Titolo: Just for a Day Autore: Slowdive Produttore: Neil Halstead, Chris Hufford Anno: 1991 Etichetta: Creation Elemento:


P
oche opere sanno creare un ambiente e riempirlo di suono fluido come Just for a Day, album d'esordio della band di Reading, capitanata da uno dei massimi compositori dei Novanta, quel Neil Halstead nel tempo divenuto simbolo di un certo modo di concepire il rock, tanto trasognante e in un certo senso minimale nel suo saperti avvolgere nell'atmosfera. Ci troviamo di fronte ad uno di quei lavori che pur non avendo mai raggiunto un pubblico vasto, definire seminale è davvero il minimo complimento che gli si possa attribuire.

Soffice, misterioso come gli esordi di Julee Cruise, etereo grazie alla voce di Rachel Goswell che anticipa nello stesso anno l'altra principessa dello shoegaze, Bilinda Butcher dei My Bloody Valentine, Just for a Day è formalmente l'autentico vertice di una stagione del rock e di una poetica tutta, l'opera in grado di presentarsi al nuovo decennio senza rinnegare l'esperienza di quello precedente.
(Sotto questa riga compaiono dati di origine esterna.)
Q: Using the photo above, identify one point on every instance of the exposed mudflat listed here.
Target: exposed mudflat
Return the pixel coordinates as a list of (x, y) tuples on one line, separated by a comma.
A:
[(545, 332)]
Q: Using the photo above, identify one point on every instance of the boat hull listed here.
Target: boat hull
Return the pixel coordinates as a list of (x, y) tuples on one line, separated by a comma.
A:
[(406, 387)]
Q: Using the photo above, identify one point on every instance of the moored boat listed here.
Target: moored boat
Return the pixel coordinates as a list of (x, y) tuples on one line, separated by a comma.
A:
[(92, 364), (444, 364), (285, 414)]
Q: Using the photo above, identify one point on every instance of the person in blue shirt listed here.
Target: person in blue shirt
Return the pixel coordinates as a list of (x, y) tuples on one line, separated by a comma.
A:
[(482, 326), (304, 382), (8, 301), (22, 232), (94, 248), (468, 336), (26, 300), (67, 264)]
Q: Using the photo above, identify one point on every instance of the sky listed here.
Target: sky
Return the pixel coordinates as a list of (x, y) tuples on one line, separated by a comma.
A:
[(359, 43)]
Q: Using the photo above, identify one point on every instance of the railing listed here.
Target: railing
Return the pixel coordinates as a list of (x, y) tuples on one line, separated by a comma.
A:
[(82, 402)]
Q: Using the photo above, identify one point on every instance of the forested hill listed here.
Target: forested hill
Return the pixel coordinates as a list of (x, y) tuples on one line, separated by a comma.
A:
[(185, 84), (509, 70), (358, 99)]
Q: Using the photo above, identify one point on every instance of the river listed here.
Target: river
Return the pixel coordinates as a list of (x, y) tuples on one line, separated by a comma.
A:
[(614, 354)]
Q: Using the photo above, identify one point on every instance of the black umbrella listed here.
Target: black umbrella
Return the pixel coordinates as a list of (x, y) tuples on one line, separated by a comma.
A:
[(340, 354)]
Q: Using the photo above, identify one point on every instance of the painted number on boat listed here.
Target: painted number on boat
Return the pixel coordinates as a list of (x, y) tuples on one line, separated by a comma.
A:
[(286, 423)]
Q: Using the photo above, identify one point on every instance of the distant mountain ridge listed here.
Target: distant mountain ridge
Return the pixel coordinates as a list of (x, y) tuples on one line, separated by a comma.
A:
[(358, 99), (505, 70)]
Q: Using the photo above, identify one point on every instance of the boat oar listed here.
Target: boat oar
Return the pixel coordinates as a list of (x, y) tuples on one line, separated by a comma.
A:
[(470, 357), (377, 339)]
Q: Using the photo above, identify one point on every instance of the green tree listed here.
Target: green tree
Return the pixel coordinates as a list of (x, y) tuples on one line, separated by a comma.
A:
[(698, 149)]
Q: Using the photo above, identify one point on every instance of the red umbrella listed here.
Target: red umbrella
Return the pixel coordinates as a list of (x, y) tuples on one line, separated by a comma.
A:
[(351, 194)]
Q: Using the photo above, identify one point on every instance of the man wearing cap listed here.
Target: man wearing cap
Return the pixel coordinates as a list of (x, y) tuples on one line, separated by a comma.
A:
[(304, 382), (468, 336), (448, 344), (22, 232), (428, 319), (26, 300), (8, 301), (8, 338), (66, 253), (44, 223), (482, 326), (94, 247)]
Si presti infatti attenzione al languido incedere del basso di Nick Chaplin, così erede della lezione di quel Simon Gallup protagonista del suono dei Cure. Proprio del capolavoro Disintegration Just for a Day sembra il perfetto seguito, quel seguito che i Cure ancora ad oggi non hanno saputo dare alla loro rappresentazione più famosa.

Come un gatto che si estranea per rifugiarsi a riposare nel suo cantuccio preferito, l'ideale ascolto di un disco simile richiede uno spazio in cui si è allo stesso tempo liberi e vulnerabili. Ad esempio stare da soli in una stanza, camminare e non pensare altro che a sé stessi: è come uno specchio. E ascoltare, liberi di fantasticare. Poi di colpo qualcuno entra e ti fa cadere dalle nuvole, cogliendoti così indifeso come il gatto raggomitolato che sogna chissà cosa, così ingenuo prima di tornare a razionalizzare, e prima di domandarti se sarai sempre così, perché queste sono cose che fanno i bambini, gli adolescenti... non una persona seria. Sognare ad occhi aperti, ricordando o immaginando un futuro. Di questo abbisogna Just for a Day.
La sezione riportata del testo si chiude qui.